File photo: Iranian President Hassan Rouhani delivers remarks at a news conference in New York City on September 20, 2017.
\ Stephanie Keith/ REUTERS

Iranian President Hassan Rohani accused the United States on Sunday of threatening Russia with new atomic weapons after Washington published a document outlining plans to expand its nuclear capabilities as a deterrent.

“The Americans are shamelessly threatening Russia with a new atomic weapon,”  said in a speech.

“The same people who supposedly believe that using weapons of mass destruction is a crime against humanity ... are talking about new weapons to threaten or use against rivals,” he said in his televised address.

Iranian Foreign Minister Mohammad Javad Zarif earlier warned in a tweet that the U.S. policy document posed the risk of “bringing humankind closer to annihilation."

Zarif also said in his tweet: “(U.S. President Donald) Trump’s obduracy in killing the #JCPOA (Iran’s nuclear deal with world powers) stems from the same dangerous imprudence."

According to a policy document known as the Nuclear Posture Review released on Friday, the United States will expand its nuclear capabilities in reponse to concern over Russia’s growing tactical nuclear weapons, a move some critics say could increase the risk of miscalculation between the two countries.

The focus on Russia is in line with the Pentagon shifting priorities from the fight against Islamist militants to “great power competition” with Moscow and Beijing.

“Our strategy will ensure Russia understands that any use of nuclear weapons, however limited, is unacceptable,” said the Pentagon document.

The document has riled Russia, with Russia’s Foreign Ministry stating it was confrontational and anti-Russian.

“We, of course, will have to take into account the approach enacted now in Washington and to take the needed measures to secure our own safety,” the ministry said.

The Pentagon document, which is largely in line with the previous review in 2010, said the United States will modify a small number of submarine-launched ballistic missile warheads with low-yield options.
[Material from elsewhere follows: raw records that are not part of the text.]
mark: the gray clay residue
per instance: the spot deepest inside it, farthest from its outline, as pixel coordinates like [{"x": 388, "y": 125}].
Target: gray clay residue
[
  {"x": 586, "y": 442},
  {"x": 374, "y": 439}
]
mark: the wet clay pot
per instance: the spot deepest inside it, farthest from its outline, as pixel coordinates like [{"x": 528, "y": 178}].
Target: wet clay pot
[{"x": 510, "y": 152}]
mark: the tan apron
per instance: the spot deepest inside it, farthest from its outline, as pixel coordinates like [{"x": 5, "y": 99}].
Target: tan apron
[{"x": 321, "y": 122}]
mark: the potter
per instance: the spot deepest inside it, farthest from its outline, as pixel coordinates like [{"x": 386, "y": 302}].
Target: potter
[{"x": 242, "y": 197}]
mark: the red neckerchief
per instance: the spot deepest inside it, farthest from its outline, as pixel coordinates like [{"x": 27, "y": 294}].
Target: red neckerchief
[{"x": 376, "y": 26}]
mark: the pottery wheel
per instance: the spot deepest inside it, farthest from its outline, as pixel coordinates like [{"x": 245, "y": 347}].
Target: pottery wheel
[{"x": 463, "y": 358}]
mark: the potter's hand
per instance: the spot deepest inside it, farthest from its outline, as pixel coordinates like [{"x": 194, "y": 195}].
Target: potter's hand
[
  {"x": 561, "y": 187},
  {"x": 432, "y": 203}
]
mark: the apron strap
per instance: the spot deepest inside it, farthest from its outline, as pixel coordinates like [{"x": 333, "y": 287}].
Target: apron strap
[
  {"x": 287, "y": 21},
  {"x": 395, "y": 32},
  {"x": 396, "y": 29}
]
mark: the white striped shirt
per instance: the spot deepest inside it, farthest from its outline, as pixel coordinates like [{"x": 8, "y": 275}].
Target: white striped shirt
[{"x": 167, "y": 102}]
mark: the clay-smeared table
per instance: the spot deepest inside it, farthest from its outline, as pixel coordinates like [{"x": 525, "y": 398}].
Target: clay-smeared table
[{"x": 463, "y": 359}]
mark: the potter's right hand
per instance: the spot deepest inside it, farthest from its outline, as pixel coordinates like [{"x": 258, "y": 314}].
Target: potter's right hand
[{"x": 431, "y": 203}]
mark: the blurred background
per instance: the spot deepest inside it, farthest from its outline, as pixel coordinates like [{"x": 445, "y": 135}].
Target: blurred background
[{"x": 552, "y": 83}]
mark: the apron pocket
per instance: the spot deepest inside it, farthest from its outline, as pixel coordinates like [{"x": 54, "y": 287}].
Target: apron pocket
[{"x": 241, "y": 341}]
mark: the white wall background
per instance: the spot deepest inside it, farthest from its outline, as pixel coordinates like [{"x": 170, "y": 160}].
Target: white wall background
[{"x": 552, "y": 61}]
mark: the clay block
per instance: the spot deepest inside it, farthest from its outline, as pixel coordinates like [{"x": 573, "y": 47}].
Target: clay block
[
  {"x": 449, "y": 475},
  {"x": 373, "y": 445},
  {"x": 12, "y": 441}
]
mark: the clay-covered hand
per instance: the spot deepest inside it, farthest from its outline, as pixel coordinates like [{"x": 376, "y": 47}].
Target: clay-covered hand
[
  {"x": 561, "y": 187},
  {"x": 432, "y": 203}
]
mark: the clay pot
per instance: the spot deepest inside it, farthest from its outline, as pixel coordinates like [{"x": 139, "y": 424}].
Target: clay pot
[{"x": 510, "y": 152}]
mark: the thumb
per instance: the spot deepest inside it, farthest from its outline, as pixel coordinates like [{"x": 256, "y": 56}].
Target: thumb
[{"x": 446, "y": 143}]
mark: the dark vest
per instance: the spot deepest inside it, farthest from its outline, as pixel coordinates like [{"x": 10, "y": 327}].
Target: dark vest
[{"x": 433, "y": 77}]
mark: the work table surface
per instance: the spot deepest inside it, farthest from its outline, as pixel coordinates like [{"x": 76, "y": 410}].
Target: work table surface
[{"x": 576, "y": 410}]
Low-yield nuclear weapons, while still devastating, have a strength of less than 20 kilotons. The atomic bomb dropped on Hiroshima had about the same explosive power.

The argument for these weapons is that larger nuclear bombs are so catastrophic that they would never be used and do not work as an effective deterrent. With less power and destruction, the low-yield option would potentially be more likely to be used, serving as an effective deterrent.

Trump gave the Iran nuclear deal, negotiated before he took office, a final reprieve last month but warned European allies and Congress they had to work with him to fix “the disastrous flaws” in the pact or face a U.S. exit.